Some of this was certainly based on the hopes placed on the change that new governments will bring, but most of the positive feelings were in the sessions I attended with other entrepreneurs and those working in global development and education. Maybe it is in part because we are used to facing big challenges with limited resources. Maybe it is because we are inherently optimistic. Hearing about successes in Mozambique and progressive initiatives at companies like Cisco and institutions like Yale University is a reminder that there are others like Qifang working hard to make the world a better place.

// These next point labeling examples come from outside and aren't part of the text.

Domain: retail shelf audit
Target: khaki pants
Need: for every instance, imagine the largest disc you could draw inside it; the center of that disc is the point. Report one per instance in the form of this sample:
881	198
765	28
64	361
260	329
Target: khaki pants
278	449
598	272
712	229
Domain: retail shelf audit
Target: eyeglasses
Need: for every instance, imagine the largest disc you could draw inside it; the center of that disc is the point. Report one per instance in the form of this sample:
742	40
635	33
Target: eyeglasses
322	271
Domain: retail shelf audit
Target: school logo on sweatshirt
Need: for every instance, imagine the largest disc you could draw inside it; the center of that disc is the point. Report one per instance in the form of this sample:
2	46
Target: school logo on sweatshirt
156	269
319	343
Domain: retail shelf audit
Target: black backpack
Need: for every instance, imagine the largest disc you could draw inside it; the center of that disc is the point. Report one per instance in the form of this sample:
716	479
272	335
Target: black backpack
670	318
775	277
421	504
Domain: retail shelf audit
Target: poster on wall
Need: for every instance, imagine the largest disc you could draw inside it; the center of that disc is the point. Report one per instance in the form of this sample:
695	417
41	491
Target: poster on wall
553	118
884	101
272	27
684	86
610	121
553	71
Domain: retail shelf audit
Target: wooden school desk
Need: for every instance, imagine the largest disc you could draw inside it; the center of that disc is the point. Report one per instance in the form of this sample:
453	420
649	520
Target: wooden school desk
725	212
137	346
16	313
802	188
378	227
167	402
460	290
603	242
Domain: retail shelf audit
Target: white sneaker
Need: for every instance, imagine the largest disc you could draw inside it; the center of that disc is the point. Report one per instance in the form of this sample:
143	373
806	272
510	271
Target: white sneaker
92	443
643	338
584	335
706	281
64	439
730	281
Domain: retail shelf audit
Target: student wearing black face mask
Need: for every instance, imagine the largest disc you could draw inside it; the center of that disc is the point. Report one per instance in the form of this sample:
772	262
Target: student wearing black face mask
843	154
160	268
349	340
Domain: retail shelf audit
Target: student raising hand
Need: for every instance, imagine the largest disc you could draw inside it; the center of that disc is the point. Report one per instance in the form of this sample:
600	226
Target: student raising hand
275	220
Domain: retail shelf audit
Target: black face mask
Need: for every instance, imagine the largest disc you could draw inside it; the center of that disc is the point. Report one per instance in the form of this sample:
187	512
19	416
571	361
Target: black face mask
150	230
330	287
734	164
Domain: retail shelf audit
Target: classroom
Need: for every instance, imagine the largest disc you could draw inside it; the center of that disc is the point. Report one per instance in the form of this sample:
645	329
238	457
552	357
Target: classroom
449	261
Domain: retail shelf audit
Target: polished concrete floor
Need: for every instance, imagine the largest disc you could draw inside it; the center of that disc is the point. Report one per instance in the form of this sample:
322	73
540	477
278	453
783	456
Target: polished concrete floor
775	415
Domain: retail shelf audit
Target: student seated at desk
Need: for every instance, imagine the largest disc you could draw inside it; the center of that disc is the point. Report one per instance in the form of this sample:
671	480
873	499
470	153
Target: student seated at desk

To me seeing Premier Wen speak was a sign of China’s accepting its responsibility, as one of the world’s largest economies, to help lead the global response to the crisis. This was my second time seeing Premier Wen speak in person. I also saw him last year at the WEF’s “Summer Davos,” which is held in China each year, just as the magnitude of the economic crisis was being realized. In both cases his speeches were an expression of reassurance to the global leaders in attendance that China was responding aggressively and was confident in its own ability to rebound as well as confidence in the possibility of coordinated efforts. In a small sense, Qifang has a similar responsibility to accept. As China’s first WEF Technology Pioneer we are representatives for the many, many innovative companies in China.

And to me, this was the “takeaway” message. There is much to be hopeful about. As many have said, we should not waste this crisis. This is an opportunity to aggressively build a future that is more equitable and more sustainable. It’s a chance for new cooperation to emerge from the clarity that the crisis demands — cooperation between countries, between institutions and between individuals. For the public sector and the private sector, for-profits and non-profits to come together. And it’s time for those of us with capabilities to realize our responsibility in being a part of the solutions to our world’s problems. In the end, we can each of us benefit as we all benefit together.

Fundamentally, that is what Qifang has always been about. “Blooming together” with each of us having a role to play. Being inspired by success stories and not shying away from the responsibilities we share to our communities and each other. Knowing that we can help ourselves as we help others.

I hope that we all meet again in twelve months in Davos and can be proud of the things that we’ve all accomplished and that this crisis would not have been wasted.